Verschillend doodgaan

Laatste wijziging: maandag 8 juni om 17:59, 3164 keer bekeken
 
Groningen, maandag 8 juni 2009

Terwijl de spirituele mens zoekt naar zingeving, bezinnen onze filosofen zich permanent. Zij proberen een wetenschappelijk bewijsbaar, logisch model te ontdekken waar de hele schepping in past. De spirito’s willen juist het denken stil leggen en de filosofen vragen eindeloos door naar dat wat objectief WAAR is. Dat is een dodelijke methodiek, waarbij de intuïtie het altijd aflegt tegen de logica. De filosoof wordt zo vanzelf atheïst.

Gebrekkig en oud worden is voor hem al gauw een droevige consequentie, akelig toeval, straf of bewijs van evolutionaire mislukking. Deze soort mensen heeft meestal een lastig levenseinde, dat uitzichtloos gedomineerd kan worden door medische en sociale onderwerpen. Men regelt euthanasie, bij voorkeur versneld en pijnloos uitstappen met morfine.

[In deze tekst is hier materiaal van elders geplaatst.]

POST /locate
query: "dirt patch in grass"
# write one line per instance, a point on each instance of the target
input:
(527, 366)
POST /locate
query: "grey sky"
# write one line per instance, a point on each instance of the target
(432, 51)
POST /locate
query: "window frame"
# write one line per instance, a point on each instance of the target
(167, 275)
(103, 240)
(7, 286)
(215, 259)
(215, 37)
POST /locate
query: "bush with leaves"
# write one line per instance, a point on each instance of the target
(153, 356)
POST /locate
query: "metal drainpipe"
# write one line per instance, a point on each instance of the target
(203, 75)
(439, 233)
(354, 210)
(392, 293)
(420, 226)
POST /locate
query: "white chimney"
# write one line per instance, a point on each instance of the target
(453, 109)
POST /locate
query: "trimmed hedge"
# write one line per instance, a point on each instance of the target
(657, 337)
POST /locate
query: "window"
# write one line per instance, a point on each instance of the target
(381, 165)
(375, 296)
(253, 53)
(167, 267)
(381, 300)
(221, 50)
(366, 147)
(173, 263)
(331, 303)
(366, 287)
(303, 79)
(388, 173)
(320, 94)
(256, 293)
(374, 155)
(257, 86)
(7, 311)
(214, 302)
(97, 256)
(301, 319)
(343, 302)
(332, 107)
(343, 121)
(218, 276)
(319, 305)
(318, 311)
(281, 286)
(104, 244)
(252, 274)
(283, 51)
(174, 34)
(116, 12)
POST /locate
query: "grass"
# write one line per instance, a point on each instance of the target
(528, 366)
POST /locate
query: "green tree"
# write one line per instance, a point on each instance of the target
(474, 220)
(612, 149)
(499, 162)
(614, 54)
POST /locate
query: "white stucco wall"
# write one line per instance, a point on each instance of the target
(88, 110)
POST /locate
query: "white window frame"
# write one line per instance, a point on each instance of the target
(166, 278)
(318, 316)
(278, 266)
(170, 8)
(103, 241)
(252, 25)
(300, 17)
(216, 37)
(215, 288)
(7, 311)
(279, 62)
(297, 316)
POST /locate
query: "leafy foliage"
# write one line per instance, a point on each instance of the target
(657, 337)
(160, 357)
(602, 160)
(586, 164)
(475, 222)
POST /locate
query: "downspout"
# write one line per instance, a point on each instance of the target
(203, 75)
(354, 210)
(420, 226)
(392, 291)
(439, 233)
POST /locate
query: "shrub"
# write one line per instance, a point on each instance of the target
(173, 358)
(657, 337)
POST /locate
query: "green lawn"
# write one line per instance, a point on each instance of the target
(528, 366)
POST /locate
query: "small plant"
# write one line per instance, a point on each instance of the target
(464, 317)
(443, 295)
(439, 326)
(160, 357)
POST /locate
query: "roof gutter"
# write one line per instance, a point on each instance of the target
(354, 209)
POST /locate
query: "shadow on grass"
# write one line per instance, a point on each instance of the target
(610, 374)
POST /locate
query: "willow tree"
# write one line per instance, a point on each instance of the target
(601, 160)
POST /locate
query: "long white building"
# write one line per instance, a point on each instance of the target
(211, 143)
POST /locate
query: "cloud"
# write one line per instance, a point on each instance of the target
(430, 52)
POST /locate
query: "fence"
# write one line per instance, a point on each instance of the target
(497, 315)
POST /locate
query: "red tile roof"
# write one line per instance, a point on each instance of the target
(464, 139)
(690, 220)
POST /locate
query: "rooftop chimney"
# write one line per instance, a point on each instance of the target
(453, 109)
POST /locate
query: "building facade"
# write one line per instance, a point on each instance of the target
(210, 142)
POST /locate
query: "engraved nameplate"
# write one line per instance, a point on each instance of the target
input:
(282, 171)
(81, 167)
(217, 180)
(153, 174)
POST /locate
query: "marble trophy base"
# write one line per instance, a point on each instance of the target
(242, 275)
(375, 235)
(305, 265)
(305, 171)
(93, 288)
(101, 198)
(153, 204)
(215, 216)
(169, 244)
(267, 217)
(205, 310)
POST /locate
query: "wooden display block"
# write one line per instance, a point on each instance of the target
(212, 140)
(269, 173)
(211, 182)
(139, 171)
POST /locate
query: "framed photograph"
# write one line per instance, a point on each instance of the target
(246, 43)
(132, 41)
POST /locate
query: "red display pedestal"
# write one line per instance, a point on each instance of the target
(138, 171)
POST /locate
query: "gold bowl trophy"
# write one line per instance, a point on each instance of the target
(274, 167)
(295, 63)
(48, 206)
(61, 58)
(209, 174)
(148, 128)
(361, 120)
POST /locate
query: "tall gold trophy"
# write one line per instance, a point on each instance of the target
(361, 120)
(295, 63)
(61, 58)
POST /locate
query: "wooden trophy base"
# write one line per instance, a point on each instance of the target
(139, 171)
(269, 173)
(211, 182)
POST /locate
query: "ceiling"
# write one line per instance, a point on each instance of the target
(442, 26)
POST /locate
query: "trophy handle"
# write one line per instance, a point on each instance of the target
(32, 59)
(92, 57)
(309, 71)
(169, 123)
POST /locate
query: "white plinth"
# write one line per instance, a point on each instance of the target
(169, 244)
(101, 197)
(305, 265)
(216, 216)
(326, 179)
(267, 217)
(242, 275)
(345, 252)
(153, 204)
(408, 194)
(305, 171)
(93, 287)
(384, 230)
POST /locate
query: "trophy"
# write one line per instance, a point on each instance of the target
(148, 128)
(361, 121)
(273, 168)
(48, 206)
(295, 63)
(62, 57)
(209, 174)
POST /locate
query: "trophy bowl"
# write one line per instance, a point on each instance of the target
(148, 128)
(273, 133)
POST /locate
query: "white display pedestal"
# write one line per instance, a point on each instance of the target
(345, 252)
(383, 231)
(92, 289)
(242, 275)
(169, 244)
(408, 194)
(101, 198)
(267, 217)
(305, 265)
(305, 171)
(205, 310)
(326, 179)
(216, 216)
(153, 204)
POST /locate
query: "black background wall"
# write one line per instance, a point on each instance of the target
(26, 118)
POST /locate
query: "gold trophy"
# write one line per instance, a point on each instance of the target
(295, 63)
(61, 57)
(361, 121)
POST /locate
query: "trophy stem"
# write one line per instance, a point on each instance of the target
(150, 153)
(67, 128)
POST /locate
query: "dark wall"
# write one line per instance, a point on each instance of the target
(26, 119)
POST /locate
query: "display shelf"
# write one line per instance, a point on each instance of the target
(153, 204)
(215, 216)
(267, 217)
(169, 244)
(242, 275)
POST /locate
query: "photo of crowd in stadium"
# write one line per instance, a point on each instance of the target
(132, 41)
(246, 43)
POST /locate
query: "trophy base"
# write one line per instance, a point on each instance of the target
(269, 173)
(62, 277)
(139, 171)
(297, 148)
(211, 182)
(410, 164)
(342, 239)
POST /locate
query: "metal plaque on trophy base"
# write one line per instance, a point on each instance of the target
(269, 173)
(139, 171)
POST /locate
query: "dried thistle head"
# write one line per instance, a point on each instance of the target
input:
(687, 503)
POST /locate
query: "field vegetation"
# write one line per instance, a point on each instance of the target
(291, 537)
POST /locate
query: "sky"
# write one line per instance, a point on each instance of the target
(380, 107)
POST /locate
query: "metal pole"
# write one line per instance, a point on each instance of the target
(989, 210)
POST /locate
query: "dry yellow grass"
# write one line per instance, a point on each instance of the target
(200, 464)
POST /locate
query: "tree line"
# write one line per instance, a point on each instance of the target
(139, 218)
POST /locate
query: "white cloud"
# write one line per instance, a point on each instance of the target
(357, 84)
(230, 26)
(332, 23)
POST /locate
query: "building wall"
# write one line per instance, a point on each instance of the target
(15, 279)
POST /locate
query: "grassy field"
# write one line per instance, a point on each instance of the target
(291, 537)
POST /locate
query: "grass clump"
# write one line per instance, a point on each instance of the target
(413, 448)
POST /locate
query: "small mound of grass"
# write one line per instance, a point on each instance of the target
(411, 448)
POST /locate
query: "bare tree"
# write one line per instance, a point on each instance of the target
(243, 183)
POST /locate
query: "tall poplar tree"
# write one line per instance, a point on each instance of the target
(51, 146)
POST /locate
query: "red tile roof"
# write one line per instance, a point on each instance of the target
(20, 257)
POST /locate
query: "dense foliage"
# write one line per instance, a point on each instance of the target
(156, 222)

Het hele leven geageerd tegen de drugs maar dan blij met de laatste verdoving. Dan hup, snel cremeren en weg! De terminale spirito zal meer kijken naar de psychologische winst van het voorbije leven en letten op de kansen en mogelijkheden in de laatste dagen, met andere woorden de kunst van het sterven beoefenen. Dan komen er vragen op over iemands onverwerkte trauma’s als: “Wat heb ik laten liggen? Kan ik nog iets vergeven?”

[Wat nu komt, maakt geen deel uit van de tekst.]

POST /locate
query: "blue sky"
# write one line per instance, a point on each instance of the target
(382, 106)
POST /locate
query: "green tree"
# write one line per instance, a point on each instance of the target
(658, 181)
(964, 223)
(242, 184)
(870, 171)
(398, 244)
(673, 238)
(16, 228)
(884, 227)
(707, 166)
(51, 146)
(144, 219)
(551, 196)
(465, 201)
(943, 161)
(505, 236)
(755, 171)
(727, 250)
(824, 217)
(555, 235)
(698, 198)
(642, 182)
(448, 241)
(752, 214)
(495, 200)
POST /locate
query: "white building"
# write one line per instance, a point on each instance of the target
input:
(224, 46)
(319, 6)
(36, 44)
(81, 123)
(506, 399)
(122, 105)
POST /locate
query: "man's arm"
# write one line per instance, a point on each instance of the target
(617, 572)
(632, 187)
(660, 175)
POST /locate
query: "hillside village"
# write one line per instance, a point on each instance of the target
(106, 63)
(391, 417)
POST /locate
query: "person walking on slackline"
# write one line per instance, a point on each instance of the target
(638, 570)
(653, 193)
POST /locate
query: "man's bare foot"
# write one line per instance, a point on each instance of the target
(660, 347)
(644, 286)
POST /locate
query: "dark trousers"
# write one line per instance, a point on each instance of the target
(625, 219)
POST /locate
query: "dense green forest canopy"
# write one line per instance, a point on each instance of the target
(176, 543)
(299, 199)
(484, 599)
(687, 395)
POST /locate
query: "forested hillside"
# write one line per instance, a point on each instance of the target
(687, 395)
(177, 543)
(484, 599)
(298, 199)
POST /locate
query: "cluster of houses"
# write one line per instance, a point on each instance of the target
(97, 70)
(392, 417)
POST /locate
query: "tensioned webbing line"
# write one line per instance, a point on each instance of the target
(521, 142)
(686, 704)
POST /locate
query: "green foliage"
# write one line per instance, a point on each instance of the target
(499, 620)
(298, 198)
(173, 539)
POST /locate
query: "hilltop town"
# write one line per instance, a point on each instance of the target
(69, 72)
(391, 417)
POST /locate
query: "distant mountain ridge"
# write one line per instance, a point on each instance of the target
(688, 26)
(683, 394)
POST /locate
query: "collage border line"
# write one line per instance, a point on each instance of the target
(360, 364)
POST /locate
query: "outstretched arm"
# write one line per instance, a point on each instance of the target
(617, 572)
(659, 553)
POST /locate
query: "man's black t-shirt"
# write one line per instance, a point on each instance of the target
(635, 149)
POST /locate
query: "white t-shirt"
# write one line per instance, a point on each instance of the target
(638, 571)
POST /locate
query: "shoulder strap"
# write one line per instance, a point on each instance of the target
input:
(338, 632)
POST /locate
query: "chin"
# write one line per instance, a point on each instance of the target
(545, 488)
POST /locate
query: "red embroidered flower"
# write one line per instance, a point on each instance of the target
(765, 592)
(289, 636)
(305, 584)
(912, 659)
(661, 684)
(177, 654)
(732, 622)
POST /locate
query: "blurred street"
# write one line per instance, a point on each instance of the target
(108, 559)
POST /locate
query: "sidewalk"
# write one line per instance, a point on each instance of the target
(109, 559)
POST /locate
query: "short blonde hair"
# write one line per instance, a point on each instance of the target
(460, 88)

Goed afsluiten houdt voor de spirituele mens ook een beter begin in, als je tenminste ruimte voor reïncarnatie wil maken. Spiritualiteit biedt bovendien de stervende een enorm scala aan overzichtelijke rituelen of sacramenten. Er kan worden gezegend, gezalfd, bediend, er zijn boeddhistische mantra’s te zingen of Indiaanse liedjes, men kan sjamanistisch smudgen (reiniging met heilige rook) of paganistisch mediteren in de natuur…

De filosoof heeft gelukkig ook een paar behulpzame beelden tot zijn beschikking: de opgebrande kaars, het wegstromende water, trots op het bereikte, misschien blijdschap over succesvol nageslacht, maar kun je daar nou lekker actief mee aan de slag? Nee toch... Over hoe de nabestaanden met iemands dood zouden willen omgaan wordt eveneens verschillend gedacht. De filosoof wil liever geen rommel achterlaten, de spirito houdt eerder rekening met de wenselijkheid van een graf als ankerplek voor onverwerkte rouw van geliefden.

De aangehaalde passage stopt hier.